Mesmo assim, a Ordem dos Advogados do Brasil Seccional Mato Grosso do Sul (OAB-MS) ainda vai à Justiça contra o aumento verificado pelos contribuintes no carnê do imposto deste ano.

Conforme apurou o Correio do Estado, o mandado de segurança coletivo, que será ajuizado pela Comissão de Direito Tributário da OAB-MS, já está pronto e deve ser ajuizado na manhã de hoje.

Na tarde de ontem, a prefeitura publicou o decreto prorrogando o prazo para pagamento do IPTU com 10% de desconto à vista para 12 de fevereiro, conforme publicação no Diário Oficial de Campo Grande (Diogrande), medida que já havia sido antecipada pelo Correio do Estado na edição de ontem.

Nos bastidores, a informação é de que a gestão da prefeita Adriane Lopes acenou apenas com a prorrogação do prazo para a cobrança do IPTU, mas sem qualquer revisão do aumento do imposto, classificado como abusivo não apenas pelo fato de, em alguns casos, o valor cobrado ter quadruplicado, mas também por não ter cumprido ritos legais que antecedem a cobrança.

A OAB-MS está ancorando seu mandado de segurança na violação desses ritos, como a não publicação em diário oficial das alterações nas plantas de alguns imóveis (e da eventual alteração de alíquota), além da mudança do Perfil Socioeconômico Imobiliário (Psei) para majorar o valor cobrado pelo imposto.

Ainda conforme apurou o Correio do Estado, a prefeita nem sequer abriu a possibilidade de retomar o desconto de 20% para pagamento à vista do tributo, prática das últimas duas décadas, encerrada neste exercício.

Além disso, Adriane não deu nenhum sinal no sentido de revisar os critérios adotados no novo Psei, que fez com que o IPTU, em razão da valorização do imóvel, e a taxa do lixo disparassem para moradores de bairros de Campo Grande.

“A OAB-MS reafirma que não concorda com a mera prorrogação do prazo para pagamento do IPTU à vista, com desconto, e irá prosseguir com a ação civil pública contra a cobrança”, disse ao Correio do Estado o presidente da OAB-MS, Bitto Pereira.

REUNIÃO

Ainda durante a reunião de ontem, a prefeitura pediu ao secretário-geral da OAB-MS, Luís Renê Gonçalves do Amaral, que a instituição elaborasse uma lista com os pontos a serem questionados na cobrança do imposto, para que posteriormente fossem respondidos.

A diretoria da OAB-MS exige que a prefeitura apresente documentos que fundamentem a mudança na cobrança do imposto, exigência que o Município não garantiu que fará, nem mesmo na resposta extrajudicial proposta na reunião.

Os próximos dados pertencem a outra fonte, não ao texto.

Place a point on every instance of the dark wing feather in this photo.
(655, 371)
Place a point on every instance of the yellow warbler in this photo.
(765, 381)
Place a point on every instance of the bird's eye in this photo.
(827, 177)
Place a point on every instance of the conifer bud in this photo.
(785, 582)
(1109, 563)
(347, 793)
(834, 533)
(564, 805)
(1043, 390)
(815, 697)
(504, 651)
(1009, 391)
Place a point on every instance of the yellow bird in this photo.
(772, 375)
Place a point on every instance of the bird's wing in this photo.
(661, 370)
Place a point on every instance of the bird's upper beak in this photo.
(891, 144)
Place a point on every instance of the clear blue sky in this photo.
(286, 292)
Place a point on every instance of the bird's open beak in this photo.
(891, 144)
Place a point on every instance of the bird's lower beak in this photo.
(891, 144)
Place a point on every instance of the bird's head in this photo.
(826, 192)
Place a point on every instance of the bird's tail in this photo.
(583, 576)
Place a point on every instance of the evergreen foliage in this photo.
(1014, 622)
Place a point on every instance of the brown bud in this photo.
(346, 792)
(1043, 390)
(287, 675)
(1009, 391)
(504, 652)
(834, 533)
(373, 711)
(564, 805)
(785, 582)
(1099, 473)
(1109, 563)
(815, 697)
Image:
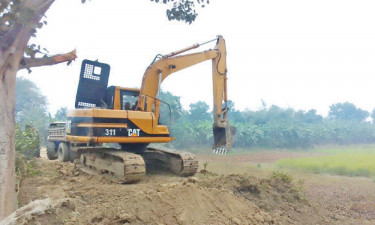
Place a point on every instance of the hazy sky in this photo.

Além de representantes da OAB-MS, vereadores que participam da comissão que analisa o aumento do IPTU acreditam que a administração de Adriane Lopes quer ganhar tempo com a prorrogação, sem dar qualquer aceno de que os valores cobrados serão revistos.

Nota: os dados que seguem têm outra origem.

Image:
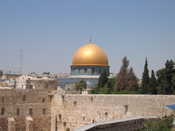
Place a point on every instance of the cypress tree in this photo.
(122, 76)
(145, 79)
(132, 80)
(153, 83)
(102, 79)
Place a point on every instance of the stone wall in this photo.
(129, 124)
(46, 110)
(72, 111)
(19, 104)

Na Câmara Municipal, os vereadores estão divididos quanto à convocação de uma sessão extraordinária para rever o decreto do ano passado, que estabeleceu os critérios para a cobrança do IPTU deste ano. Até o início da semana, essa possibilidade era quase unânime.

Após as reuniões desta terça-feira e de ontem, vereadores alinhados ao Município tentam fazer com que os colegas que defendem a suspensão da cobrança mudem de ideia.

Como adiantou o Correio do Estado, a decisão atende a parte dos critérios que foram colocados na mesa, entre eles a prorrogação do vencimento. Entretanto, a solicitação de restabelecimento do desconto de 20% para pagamentos à vista não foi acatada.

“Vamos prorrogar o pagamento com desconto à vista para a data de até 12 de fevereiro. Então, o cidadão vai ter o mês de janeiro inteiro e mais 12 dias no mês de fevereiro para realizar o seu pagamento à vista, com desconto de 10%”, disse o titular da Secretaria Municipal de Governo e Relações Institucionais (Segov), Ulysses da Silva Rocha.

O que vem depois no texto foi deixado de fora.